While you might be worried about body hair, shaving your legs before an operation could put you at risk of infection afterwards.
“Shaving leads to microscopic cuts and abrasions which can disrupt the skin's barrier defence against bugs - these can then colonise the skin and hair follicles,” explained Andy Goldberg, a consultant orthopaedic surgeon at The Wellington Hospital in London. “While the risk is not very high, it's good practice to leave the shaving to the surgeon. The best time to remove hair is immediately before the operation, rather than in advance.”
It’s also important to make sure your nails aren’t too long before the surgery, as dirt can get trapped underneath and increase infection risks. You can forget about an expensive manicure or pedicure as well, as this is another potential hindrance when it comes to post-op recovery.
“During surgery, we use probes to measure the level of oxygen in patients' blood,” explains Oliver Warren, a consultant surgeon and co-author of a new book, Going Into Hospital? A Guide For Patients, Carers And Families. “These are attached to the finger, so nail varnish has to be taken off before they can be used.”
Experts also advise against having a shower the night before you arrive at hospital, particularly if you have time freshen up on the day of your surgery. You don’t know how long you may be bed bound, or stuck with a dressing that can’t get wet.

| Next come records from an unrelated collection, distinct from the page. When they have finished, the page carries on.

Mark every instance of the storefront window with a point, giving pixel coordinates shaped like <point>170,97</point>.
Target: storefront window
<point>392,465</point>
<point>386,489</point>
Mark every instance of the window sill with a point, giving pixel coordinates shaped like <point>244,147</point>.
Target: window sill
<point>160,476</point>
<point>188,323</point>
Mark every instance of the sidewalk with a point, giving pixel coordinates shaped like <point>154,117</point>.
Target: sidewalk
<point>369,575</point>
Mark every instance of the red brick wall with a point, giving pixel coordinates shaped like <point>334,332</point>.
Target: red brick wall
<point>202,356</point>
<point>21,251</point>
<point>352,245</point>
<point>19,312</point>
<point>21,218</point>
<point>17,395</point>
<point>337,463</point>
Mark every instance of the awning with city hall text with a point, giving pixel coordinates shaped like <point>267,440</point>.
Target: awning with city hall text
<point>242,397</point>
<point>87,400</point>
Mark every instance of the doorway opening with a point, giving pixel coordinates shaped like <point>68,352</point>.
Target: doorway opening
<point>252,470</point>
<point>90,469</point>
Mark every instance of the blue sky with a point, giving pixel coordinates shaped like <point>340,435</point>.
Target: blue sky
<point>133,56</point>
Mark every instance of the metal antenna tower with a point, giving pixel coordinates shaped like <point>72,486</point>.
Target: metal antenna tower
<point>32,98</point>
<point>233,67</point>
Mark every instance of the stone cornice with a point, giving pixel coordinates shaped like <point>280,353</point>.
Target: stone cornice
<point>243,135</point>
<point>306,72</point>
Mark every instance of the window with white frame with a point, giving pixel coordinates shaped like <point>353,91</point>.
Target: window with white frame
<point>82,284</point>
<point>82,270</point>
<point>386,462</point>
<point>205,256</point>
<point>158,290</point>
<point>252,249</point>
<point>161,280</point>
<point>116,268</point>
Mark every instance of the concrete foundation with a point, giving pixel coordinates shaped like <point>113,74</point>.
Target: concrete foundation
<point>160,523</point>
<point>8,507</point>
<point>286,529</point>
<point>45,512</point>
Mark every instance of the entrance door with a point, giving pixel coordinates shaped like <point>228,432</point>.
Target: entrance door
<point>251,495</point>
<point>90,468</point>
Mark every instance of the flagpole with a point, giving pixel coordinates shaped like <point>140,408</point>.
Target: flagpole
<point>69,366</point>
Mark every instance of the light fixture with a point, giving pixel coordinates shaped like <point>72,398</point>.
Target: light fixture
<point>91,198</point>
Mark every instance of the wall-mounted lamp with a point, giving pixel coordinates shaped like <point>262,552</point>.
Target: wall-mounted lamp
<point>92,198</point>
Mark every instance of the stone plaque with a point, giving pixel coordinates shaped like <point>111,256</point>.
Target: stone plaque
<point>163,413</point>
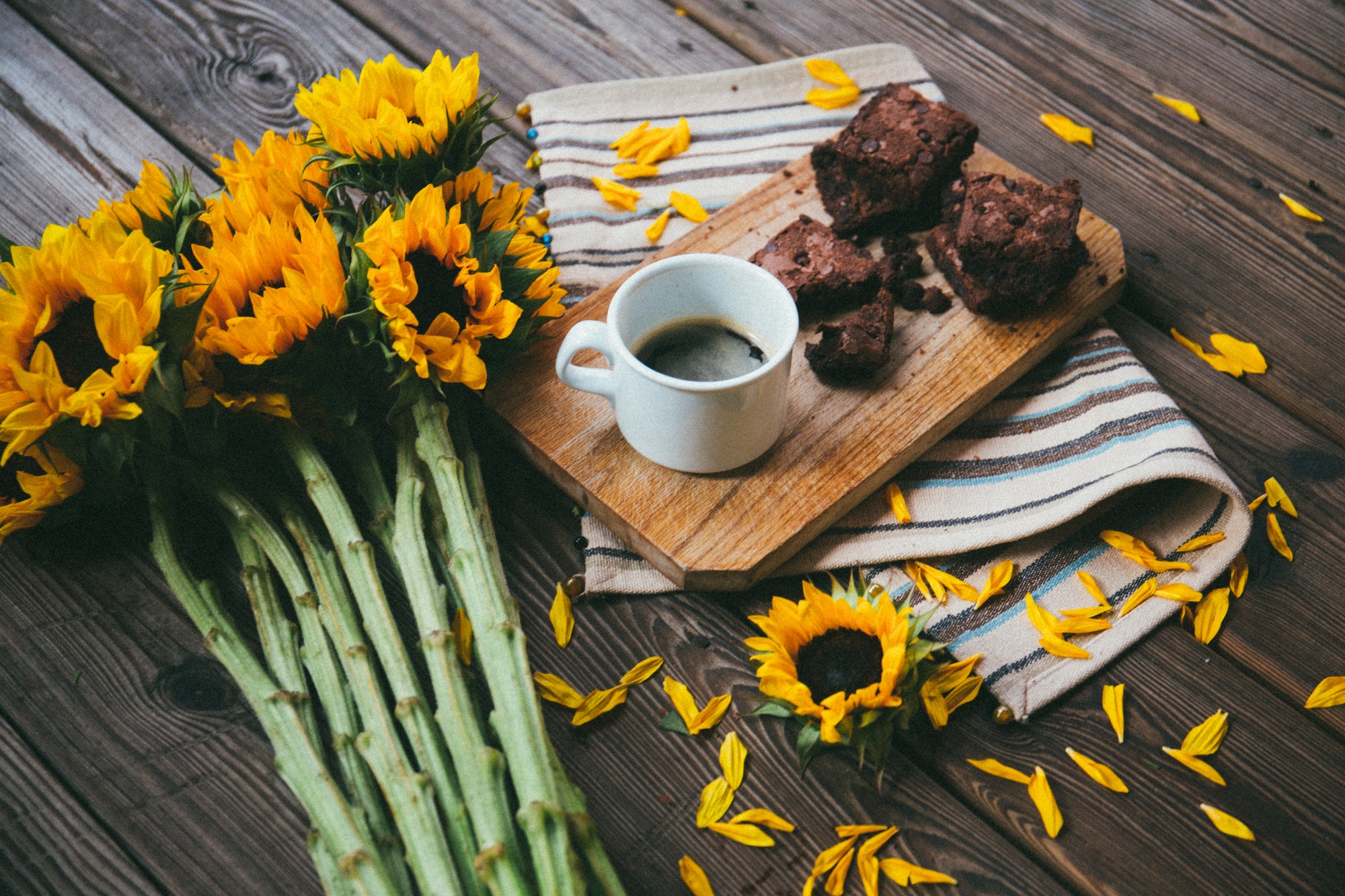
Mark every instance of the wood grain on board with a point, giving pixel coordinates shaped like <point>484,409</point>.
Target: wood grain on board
<point>840,444</point>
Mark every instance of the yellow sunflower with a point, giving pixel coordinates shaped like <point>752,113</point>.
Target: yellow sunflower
<point>274,283</point>
<point>829,658</point>
<point>79,311</point>
<point>45,477</point>
<point>271,182</point>
<point>436,302</point>
<point>391,110</point>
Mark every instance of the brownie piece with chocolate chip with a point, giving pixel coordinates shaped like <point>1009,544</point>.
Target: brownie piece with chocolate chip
<point>890,166</point>
<point>1008,245</point>
<point>856,346</point>
<point>818,267</point>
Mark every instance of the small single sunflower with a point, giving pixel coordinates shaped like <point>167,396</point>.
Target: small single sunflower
<point>73,329</point>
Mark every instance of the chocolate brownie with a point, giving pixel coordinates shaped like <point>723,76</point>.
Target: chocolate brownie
<point>1008,245</point>
<point>820,267</point>
<point>890,166</point>
<point>856,346</point>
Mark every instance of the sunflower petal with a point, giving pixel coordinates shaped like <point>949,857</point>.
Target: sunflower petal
<point>1113,704</point>
<point>1202,541</point>
<point>563,616</point>
<point>1210,615</point>
<point>746,834</point>
<point>763,817</point>
<point>1330,692</point>
<point>1277,498</point>
<point>1067,130</point>
<point>1206,737</point>
<point>1040,791</point>
<point>1000,770</point>
<point>1277,537</point>
<point>695,877</point>
<point>1238,575</point>
<point>1227,823</point>
<point>1100,772</point>
<point>716,799</point>
<point>734,758</point>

Dr Ron Cutler, a microbiologist at Queen Mary University of London, recommends taking two toothbrushes with you. While hospitals are generally very clean, using a new toothbrush post-op could aid your recovery as it won’t harbour bugs and won’t impair your immune system, which could be reduced after surgery.
And lastly if you’ve been told to fast before your operation, don’t cheat by chewing gum. This can lead to the release of extra acid in your stomach.